Purpose: To enhance the accuracy of real-time four-dimensional cone beam CT (4D-CBCT) imaging by incorporating spatiotemporal correlation from the sequential projection image into the single projection-based 4D-CBCT estimation process.
Methods: We first derived 4D deformation vector fields (DVFs) from patient 4D-CT. Principal component analysis (PCA) was then employed to extract distinctive feature labels for each DVF, focusing on the first three PCA coefficients. To simulate a wide range of respiratory motion, we expanded the motion amplitude and used random sampling to generate approximately 900 sets of PCA labels. These labels were used to produce 900 simulated 4D-DVFs, which in turn deformed the 0% phase 4D-CT to obtain 900 CBCT volumes with continuous motion amplitudes. Following this, the forward projection was performed at one angle to get all of the digital reconstructed radiographs (DRRs). These DRRs and the PCA labels were used as the training data set. To capture the spatiotemporal correlation in the projections, we propose to use the convolutional LSTM (ConvLSTM) network for PCA coefficient estimation. For network testing, when several online CBCT projections (with different motion amplitudes that cover the full respiration range) are acquired and sent into the network, the corresponding 4D-PCA coefficients will be obtained and finally lead to a full online 4D-CBCT prediction.
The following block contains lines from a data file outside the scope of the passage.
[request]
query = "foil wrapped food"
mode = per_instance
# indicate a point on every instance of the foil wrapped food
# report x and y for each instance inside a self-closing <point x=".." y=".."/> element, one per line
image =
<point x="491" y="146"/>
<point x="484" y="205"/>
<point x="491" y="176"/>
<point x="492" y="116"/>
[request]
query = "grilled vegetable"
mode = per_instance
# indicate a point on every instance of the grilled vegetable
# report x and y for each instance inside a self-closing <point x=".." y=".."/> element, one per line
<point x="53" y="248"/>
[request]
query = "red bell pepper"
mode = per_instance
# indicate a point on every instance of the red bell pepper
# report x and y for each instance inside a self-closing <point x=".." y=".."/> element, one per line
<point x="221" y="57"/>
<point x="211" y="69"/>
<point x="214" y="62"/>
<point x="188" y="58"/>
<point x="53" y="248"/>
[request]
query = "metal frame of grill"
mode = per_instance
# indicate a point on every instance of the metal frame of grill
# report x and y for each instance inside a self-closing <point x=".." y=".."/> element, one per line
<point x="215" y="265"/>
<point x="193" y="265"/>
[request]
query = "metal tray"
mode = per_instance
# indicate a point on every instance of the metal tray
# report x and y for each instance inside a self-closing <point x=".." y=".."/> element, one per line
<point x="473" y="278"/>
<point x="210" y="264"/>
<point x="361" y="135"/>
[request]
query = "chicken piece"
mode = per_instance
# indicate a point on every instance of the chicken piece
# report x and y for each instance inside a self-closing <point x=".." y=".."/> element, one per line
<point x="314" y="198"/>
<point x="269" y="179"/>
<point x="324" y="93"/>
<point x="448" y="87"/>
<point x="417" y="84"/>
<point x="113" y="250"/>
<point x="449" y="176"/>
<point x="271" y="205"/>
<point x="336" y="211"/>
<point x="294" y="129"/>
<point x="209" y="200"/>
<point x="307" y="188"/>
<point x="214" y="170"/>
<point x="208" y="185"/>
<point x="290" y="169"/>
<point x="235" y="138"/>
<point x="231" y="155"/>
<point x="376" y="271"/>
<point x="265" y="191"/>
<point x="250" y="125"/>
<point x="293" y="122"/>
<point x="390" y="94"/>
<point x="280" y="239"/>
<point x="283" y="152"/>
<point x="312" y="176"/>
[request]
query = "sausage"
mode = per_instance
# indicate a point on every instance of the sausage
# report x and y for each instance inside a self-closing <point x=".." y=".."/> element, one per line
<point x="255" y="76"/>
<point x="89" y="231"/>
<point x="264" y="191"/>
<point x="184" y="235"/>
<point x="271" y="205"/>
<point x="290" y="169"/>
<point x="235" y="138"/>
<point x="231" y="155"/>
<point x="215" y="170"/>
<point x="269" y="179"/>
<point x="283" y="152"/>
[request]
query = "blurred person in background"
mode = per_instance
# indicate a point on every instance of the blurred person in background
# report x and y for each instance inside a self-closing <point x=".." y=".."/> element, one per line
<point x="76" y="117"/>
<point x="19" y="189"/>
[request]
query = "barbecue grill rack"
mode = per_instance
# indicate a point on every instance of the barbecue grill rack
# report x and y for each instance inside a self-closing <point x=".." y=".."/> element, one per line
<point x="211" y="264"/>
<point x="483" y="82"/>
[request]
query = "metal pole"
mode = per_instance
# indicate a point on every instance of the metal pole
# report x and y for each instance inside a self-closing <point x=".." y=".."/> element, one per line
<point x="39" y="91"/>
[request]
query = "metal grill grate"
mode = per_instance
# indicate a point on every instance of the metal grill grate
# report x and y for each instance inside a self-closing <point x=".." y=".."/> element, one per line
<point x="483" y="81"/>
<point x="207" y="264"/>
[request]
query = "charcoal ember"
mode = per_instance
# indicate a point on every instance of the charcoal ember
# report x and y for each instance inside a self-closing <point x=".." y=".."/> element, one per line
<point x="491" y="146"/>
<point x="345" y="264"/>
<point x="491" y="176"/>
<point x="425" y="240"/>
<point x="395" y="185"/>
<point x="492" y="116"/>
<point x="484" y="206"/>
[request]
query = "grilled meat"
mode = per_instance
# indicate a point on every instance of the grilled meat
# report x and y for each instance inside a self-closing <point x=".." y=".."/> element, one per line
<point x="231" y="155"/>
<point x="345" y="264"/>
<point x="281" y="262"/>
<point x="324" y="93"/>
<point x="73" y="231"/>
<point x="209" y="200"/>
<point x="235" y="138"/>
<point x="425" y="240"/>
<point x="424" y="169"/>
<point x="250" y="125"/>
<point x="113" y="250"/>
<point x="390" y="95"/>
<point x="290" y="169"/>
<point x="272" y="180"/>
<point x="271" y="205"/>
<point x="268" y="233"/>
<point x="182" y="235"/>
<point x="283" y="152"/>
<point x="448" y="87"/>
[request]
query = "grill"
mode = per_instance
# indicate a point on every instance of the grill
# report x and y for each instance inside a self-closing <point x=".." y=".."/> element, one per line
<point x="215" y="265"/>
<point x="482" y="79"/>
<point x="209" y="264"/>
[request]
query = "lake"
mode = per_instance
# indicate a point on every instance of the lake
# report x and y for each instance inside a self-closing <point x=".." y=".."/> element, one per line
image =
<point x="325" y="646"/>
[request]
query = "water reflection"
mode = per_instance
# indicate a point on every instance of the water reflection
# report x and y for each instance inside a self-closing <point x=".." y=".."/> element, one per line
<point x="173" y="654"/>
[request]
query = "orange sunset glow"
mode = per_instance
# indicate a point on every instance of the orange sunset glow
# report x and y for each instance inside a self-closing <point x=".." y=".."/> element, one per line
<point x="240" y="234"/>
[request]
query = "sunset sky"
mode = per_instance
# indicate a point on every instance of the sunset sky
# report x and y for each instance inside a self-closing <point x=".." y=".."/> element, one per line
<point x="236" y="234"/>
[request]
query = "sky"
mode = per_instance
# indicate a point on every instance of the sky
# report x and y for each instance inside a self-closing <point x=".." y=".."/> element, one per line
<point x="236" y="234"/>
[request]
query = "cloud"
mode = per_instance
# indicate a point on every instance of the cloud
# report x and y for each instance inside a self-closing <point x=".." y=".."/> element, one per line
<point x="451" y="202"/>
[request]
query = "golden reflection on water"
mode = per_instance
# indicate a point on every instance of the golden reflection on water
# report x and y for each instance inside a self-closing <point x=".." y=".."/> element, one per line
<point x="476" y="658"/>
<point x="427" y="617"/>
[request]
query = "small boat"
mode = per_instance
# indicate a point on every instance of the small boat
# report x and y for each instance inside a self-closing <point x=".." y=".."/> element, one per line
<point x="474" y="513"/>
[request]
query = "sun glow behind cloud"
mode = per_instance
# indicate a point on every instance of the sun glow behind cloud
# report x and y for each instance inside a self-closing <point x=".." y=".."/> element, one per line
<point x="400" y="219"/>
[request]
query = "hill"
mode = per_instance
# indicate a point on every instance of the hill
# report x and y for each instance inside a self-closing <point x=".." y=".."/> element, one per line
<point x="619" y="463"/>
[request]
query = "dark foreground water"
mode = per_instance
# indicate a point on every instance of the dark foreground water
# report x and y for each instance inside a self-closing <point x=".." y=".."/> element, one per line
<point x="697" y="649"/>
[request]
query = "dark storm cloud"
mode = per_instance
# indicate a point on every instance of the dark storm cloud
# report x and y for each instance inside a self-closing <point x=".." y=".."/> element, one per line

A phantom experiment is first performed with the XCAT phantom; then, a pilot clinical evaluation is further conducted.
Results: Results on the XCAT phantom and the patient data show that the proposed approach outperformed other networks in terms of visual inspection and quantitative metrics. For the XCAT phantom experiment, ConvLSTM achieves the highest quantification accuracy with MAPE(Mean Absolute Percentage Error), PSNR (Peak Signal-to-Noise Ratio), and RMSE(Root Mean Squared Error) of 0.0459, 64.6742, and 0.0011, respectively. For the patient pilot clinical experiment, ConvLSTM also achieves the best quantification accuracy with that of 0.0934, 63.7294, and 0.0019, respectively. The quantification evaluation labels that we used are 1) the Mean Absolute Error (MAE), 2) the Normalized Cross Correlation (NCC), 3)the Structural Similarity Index Measurement(SSIM), 4)the Peak Signal-to-Noise Ratio (PSNR), 5)the Root Mean Squared Error(RMSE), and 6) the Absolute Percentage Error (MAPE).
Conclusion: The spatiotemporal correlation-based respiration motion modeling supplied a potential solution for accurate real-time 4D-CBCT reconstruction.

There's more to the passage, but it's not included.